Increasingly, low-K layers are required to reduce signal delay and power loss effects as integrated circuit devices are scaled down. One way this has been accomplished has been to introduce porosity or dopants into the dielectric insulating layer.
As a result, the need for lower dielectric constant materials has resulted in the development of several different types of organic and inorganic low-k materials. In particular, incorporation of low-K materials with dielectric constants less than about 3.0 has become standard practice as semiconductor feature sizes have diminished to less than 0.13 microns. As feature sizes decrease below 0.13 microns, for example to 65 nm and below, materials with dielectric constants less than about 2.5 are required. Several different organic and inorganic low-k materials have been developed and proposed for use in semiconductor devices as insulating material having dielectric constants between about 2.2 and about 3.0.

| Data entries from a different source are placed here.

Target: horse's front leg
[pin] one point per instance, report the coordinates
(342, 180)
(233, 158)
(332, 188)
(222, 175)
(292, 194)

For example, porous silicon oxide based materials are formed by including a carbon based moiety which forms an Si—O—C type structures which forms a porous structure following deposition and curing or treatment processes. In prior art processes the entire IMD layer has been deposited in a single step process where the entire IMD layer has about the same density or porosity volume throughout the IMD layer.
One problem with using porous low-K IMD materials has been the difficulty of adapting conventional plasma assisted etching processes to reliably and consistently etch openings with acceptable profiles in a low-K IMD layer. The selectivity of plasma etching including the anisotropicity of the etching process becomes more complex as more porosity is introduced into the IMD layer to achieve lower dielectric constants.

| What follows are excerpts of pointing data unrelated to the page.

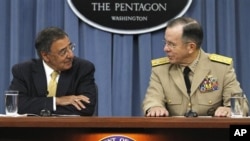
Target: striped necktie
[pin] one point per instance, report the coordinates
(52, 84)
(186, 78)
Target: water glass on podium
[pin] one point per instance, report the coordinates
(237, 103)
(11, 101)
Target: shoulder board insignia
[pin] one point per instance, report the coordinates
(160, 61)
(220, 58)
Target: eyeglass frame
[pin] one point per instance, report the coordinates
(63, 52)
(171, 44)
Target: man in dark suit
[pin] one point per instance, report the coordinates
(76, 90)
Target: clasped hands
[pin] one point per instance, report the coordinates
(76, 100)
(163, 112)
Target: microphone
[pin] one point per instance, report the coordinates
(45, 112)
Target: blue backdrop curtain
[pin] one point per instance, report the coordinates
(122, 61)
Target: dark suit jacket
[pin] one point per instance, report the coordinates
(30, 80)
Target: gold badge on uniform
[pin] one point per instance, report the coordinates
(209, 84)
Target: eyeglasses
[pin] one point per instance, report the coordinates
(65, 50)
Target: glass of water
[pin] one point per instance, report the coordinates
(11, 102)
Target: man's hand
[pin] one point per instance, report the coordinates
(75, 100)
(157, 112)
(223, 112)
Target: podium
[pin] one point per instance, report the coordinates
(117, 128)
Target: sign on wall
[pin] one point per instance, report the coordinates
(129, 16)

For example, etching of the trench portion of a dual damascene opening is critical to overall reliability and performance of the dual damascene structure. Frequently in etching a trench opening overlying one or more vias, the trench structure is patterned directly onto a trench low-K IMD layer frequently resulting less than satisfactory trench etching profiles, for example resulting in a roughened bottom trench portion.
In addition, wet chemical cleaning processes and oxygen ashing processes used in prior art processes to remove sacrificial filling layers protecting the via opening sidewalls exposing the porous low-K IMD layer frequently has a detrimental effect on low-K silicon oxide based (porous) IMD layers, undesirably increasing the dielectric constant following such processes. Other problems with forming dual damascenes in low-K silicon oxide based (porous) IMD layers include photoresist poisoning which is believed to be caused by the absorption and re-emission of photoresist poisoning nitrogen species frequently present from the formation of nitride layers e.g., etch stop layers.
Yet another problem related to forming etched openings in low-K porous IMD layers, is the presence of a relatively rough surface due to the penetration of pore openings at the surface of the etched opening. The micro-roughness at the surface adversely affects the adhesion and coverage of overlying deposited layers, for example barrier layers. As a result, thicker barrier layers, with increased series resistance are required in order to avoid forming barrier layers having pinholes which undesirably allow electromigration of metal into the IMD layer. Further, deposition of seed layers may be non-continuously formed, thereby adversely affecting electro-chemical deposition processes. The various problems with low-K porous IMD layers including an etching profile and etched opening surface condition therefore undesirably affects yield and reliability of integrated circuit semiconductor devices.
There is therefore a need in the integrated circuit manufacturing art to develop a manufacturing process whereby dual damascene structures may be formed without encountering the various problems presented by porous low-K dielectric layers including an opening etching profile and surface condition to improve integrated circuit device yield, performance, and reliability.
It is therefore among the objects of the present invention to provide a manufacturing process whereby dual damascene structures may be formed without encountering the various problems presented by porous low-K dielectric layers including an opening etching profile and surface condition to improve integrated circuit device yield, performance, and reliability, while overcoming other shortcomings of the prior art.